Thursday, though? A new high. Brantly has recovered from Ebola, and was discharged from Emory University Hospital. Many of his Texas friends cried seeing him on TV for the first time since he took ill.
When Brantly came out of a side door, gripping the hand of his wife Amber, wide-eyed toward the crowd at, the audience couldn’t contain itself, applauding and cheering.
As officials set the ground rules for the press conference, over in Fort Worth, colleagues of his at John Peter Smith Hospital were filled with tears, glued to television sets, anxious to hear him speak. J.R. Labbe is the hospital spokeswoman.
“This is such a great day at JPS,” Labbe said. “We are all filled with joy at the news that Dr. Brantly has been discharged…”
Those who had worked with Brantly during his residency there, and even those who didn’t couldn’t help but be moved by his story.
“Today is a miraculous day,” he told reporters. “I am thrilled to be alive, to be well, and to be reunited with my family.”
Brantly was in West Africa, working for a Christian charity called Samaritan’s Purse. He left Fort Worth in October for Liberia, and on July 23rd, he started to feel sick.
“As I lay in my bed in Liberia, for the following nine days,” Brantly said. “Getting sicker and weaker each day, I prayed that God would help me be faithful in my life, even in my illness. And I prayed that in my life or in my death, that he would be glorified.”
Dr. Bruce Ribner of Emory University Hospital says that for Brantly and Nancy Writebol, his co-worker who was also released, the risk is over.
“We have determined, in conjuction with the Centers for Disease Control, and state health departments, that Dr. Brantly has recovered from the Ebola virus infection, and that he can return to his life, without public health concerns.”
It’s a relief to Brantly’s friends at the Southside Church of Christ in Fort Worth. Many watched the live news conference too, and couldn’t help but tear up, including church elder Kent Smith.
“Yeah, I was really kinda surprised by the wave of emotion that overcame me,” Smith said. “I’m not typically a teary person, but I was certainly choking back tears of joy. I think what really got me, obviously seeing Kent and how good he looked, but just, also seeing Amber and seeing the beaming smile that was on her face. That one kinda got to me.”

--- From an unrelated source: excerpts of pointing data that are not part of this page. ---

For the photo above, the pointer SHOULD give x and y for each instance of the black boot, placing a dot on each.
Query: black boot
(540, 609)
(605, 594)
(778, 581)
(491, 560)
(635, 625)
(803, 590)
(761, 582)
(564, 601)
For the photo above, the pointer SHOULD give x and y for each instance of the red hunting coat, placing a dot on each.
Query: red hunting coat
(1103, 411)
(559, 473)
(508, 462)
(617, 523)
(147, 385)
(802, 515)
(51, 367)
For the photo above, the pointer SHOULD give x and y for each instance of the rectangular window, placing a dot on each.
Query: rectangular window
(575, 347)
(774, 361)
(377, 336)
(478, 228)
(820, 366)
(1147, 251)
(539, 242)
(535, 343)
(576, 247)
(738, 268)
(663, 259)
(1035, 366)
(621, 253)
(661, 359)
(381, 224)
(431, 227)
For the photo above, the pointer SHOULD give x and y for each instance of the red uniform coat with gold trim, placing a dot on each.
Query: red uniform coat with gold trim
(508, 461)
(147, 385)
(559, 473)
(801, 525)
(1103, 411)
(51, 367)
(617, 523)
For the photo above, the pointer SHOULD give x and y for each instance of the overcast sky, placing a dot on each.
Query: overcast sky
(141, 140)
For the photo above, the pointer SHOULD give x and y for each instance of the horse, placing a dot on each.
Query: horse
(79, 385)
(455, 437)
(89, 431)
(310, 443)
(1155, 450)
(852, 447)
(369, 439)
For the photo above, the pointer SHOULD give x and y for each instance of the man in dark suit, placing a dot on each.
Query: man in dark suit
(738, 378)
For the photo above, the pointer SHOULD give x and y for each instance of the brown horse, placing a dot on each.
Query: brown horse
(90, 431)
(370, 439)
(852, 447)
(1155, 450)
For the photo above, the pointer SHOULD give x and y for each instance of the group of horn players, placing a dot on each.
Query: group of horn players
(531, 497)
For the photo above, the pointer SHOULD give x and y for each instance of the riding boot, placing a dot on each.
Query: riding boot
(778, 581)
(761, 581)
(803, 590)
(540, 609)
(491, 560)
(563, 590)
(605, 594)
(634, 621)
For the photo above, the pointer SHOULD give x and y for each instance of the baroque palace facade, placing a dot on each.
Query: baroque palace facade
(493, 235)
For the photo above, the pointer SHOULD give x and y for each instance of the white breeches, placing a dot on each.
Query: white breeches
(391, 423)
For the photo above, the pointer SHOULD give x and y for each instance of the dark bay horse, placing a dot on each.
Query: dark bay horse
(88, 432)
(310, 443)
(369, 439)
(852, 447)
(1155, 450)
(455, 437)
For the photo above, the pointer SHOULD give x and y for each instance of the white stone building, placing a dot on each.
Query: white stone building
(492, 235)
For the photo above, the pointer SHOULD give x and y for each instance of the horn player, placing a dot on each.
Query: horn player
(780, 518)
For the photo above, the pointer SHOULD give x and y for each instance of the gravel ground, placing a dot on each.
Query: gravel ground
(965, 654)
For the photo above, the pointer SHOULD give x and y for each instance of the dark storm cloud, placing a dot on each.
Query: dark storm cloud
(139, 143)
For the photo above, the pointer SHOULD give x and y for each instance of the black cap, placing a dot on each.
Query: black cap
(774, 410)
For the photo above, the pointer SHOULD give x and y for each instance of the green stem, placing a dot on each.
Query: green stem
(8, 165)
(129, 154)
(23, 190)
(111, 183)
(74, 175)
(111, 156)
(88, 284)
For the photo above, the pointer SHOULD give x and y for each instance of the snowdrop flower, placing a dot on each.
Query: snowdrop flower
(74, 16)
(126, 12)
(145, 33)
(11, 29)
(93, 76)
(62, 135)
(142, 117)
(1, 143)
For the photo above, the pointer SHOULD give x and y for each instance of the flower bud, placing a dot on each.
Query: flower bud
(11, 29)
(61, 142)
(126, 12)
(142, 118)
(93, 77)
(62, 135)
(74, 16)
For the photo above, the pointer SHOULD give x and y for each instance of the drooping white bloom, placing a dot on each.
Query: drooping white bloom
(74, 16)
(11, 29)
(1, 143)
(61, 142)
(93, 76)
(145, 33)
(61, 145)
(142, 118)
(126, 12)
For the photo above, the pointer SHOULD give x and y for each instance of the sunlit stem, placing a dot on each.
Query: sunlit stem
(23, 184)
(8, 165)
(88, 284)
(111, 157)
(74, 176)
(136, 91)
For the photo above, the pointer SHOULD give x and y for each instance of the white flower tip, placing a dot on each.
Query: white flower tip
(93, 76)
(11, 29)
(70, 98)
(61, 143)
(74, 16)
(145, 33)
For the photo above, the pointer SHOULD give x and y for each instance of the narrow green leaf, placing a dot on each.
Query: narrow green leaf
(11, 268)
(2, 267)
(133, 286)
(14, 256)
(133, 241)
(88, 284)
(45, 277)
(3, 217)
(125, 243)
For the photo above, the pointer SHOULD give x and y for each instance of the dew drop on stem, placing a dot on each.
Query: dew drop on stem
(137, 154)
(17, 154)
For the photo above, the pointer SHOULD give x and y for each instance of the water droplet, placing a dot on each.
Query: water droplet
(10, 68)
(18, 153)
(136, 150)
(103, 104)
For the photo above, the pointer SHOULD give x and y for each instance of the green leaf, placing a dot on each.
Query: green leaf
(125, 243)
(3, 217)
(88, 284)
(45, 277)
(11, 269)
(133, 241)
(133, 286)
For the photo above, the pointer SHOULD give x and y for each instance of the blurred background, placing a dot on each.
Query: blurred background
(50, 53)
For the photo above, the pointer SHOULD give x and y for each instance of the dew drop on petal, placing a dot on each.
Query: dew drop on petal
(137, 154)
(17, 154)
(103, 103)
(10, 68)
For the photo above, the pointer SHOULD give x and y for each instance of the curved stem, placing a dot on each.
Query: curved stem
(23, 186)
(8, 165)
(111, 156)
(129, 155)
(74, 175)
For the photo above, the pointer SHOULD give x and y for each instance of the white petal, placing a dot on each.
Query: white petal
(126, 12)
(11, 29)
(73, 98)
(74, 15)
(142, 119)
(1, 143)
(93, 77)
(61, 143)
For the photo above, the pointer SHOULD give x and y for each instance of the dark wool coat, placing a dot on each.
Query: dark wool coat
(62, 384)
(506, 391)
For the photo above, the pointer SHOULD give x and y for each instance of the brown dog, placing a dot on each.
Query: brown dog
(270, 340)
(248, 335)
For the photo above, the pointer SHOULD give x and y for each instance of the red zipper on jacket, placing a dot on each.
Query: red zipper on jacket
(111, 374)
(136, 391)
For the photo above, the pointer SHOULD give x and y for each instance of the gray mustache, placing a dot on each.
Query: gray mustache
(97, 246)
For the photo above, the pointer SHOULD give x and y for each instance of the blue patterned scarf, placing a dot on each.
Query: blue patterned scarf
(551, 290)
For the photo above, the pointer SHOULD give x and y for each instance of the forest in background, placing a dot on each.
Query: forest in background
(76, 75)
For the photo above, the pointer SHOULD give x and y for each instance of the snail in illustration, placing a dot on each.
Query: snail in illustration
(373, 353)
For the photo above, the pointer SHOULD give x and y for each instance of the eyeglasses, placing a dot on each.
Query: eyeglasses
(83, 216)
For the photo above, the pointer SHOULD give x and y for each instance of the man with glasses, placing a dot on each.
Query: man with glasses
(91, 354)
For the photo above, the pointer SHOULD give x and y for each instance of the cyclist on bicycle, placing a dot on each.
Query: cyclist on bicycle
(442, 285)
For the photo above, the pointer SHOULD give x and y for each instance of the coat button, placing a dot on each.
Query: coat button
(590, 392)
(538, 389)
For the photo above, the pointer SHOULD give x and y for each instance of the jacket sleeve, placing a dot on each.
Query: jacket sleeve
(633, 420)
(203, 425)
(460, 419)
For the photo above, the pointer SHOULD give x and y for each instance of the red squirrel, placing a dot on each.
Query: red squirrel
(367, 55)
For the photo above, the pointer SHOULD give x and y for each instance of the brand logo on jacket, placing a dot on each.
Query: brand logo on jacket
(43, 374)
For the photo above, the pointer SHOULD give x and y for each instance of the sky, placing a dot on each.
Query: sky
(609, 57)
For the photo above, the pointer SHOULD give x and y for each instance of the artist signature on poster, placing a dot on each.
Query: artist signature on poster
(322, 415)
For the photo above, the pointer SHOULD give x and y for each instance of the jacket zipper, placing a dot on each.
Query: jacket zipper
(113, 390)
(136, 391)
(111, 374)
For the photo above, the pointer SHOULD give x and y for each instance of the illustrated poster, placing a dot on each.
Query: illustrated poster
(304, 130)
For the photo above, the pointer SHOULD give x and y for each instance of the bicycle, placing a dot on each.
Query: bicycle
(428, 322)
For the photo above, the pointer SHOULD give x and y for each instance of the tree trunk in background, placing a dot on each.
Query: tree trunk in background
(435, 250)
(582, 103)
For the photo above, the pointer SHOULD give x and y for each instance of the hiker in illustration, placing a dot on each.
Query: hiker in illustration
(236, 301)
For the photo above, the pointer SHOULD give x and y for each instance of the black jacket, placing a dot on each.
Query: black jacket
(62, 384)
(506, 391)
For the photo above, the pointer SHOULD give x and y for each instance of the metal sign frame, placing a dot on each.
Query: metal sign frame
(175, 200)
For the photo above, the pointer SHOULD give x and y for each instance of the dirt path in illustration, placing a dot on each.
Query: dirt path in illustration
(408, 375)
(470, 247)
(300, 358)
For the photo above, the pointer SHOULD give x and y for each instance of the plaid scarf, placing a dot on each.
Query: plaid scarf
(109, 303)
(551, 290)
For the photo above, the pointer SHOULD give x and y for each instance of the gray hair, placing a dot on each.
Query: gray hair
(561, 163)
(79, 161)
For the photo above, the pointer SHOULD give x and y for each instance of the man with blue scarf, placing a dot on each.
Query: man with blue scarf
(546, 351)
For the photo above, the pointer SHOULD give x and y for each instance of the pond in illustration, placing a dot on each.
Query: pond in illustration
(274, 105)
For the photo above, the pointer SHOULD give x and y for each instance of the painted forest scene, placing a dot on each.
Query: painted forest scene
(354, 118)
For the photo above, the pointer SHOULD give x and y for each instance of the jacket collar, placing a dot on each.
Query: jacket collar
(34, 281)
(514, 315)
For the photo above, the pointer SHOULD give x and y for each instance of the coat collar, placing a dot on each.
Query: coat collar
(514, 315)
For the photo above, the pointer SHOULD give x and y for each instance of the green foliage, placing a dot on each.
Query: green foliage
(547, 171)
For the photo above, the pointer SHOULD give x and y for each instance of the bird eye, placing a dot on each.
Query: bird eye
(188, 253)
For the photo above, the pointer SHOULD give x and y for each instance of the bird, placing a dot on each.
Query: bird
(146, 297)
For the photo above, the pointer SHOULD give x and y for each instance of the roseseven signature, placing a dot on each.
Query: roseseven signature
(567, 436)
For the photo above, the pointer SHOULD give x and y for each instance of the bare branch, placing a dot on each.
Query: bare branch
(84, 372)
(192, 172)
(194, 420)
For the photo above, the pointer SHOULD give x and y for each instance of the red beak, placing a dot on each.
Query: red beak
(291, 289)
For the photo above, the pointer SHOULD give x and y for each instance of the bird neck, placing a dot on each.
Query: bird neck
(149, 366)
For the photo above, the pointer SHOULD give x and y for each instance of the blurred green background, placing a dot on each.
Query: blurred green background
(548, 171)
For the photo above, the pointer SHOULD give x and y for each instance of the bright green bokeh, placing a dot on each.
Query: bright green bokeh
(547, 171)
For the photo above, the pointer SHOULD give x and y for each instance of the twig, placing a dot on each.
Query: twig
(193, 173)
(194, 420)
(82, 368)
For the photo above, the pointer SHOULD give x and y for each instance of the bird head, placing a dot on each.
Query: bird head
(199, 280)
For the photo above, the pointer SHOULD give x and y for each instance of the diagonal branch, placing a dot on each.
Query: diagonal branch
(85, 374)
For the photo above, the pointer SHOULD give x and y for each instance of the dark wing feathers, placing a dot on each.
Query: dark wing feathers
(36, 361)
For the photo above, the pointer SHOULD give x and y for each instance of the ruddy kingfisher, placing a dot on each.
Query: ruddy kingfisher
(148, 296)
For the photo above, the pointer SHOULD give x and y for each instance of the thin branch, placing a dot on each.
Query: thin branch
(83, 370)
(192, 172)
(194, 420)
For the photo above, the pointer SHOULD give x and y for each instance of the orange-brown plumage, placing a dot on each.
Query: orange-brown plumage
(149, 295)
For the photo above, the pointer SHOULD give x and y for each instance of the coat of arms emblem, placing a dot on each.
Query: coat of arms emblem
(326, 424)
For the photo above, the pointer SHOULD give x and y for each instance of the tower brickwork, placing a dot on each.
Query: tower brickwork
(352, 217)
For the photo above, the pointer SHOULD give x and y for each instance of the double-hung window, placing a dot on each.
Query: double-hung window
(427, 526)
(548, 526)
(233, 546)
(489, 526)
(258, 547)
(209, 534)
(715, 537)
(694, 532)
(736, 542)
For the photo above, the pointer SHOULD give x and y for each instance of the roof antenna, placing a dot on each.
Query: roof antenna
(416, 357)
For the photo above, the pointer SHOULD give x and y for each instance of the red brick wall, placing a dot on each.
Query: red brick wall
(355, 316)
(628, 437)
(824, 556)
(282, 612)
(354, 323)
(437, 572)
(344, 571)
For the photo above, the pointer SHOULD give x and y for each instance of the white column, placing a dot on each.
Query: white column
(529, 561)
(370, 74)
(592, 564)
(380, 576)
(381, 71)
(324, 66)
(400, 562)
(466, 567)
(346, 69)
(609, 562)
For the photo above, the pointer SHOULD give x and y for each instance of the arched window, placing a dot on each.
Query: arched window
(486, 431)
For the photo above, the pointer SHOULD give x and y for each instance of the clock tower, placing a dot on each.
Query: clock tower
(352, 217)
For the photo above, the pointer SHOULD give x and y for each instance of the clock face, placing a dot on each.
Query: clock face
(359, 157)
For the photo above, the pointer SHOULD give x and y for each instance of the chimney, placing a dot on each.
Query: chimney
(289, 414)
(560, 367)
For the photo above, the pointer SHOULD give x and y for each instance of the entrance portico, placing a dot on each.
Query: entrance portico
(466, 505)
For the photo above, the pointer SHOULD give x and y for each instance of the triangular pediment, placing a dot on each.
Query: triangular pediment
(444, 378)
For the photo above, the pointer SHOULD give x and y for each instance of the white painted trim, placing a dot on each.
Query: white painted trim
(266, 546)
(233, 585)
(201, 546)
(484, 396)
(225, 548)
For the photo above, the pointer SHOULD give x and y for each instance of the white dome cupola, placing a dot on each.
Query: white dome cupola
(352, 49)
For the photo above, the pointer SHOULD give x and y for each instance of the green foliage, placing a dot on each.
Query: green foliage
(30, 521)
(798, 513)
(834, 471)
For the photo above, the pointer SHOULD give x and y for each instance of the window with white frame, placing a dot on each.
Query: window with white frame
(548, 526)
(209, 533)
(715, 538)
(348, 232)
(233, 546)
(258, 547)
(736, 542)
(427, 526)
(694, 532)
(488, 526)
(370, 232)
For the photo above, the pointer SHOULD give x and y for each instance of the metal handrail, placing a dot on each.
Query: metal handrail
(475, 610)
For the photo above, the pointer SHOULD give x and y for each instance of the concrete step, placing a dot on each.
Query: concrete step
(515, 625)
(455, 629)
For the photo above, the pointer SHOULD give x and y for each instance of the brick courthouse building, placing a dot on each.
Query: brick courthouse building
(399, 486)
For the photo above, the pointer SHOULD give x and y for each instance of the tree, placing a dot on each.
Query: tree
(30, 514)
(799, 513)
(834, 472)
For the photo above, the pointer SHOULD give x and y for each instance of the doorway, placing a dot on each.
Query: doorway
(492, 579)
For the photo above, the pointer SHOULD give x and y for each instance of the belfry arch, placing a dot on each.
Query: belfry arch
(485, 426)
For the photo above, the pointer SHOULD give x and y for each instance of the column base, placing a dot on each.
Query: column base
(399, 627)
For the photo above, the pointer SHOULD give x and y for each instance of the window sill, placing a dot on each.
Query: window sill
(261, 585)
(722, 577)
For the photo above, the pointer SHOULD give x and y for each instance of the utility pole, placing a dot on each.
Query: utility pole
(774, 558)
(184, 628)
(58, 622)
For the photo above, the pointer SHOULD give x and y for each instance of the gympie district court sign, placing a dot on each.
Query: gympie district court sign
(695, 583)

Like JPS, the church is collecting funds to help the Brantly family because all their belongings were considered contaminated and had to be burned.
Smith says it’s important to reiterate what his friend said during the news conference, that many others are still suffering in West Africa.
“Just because he has recovered doesn’t mean the battle is over, and we need to remember those folks,” Smith said.
Brantly said he was going to take time to recover and decompress, spend time with his family, but friends say they wouldn’t be surprised if the man they describe as self-less went back to another part of the world to continue helping those in need.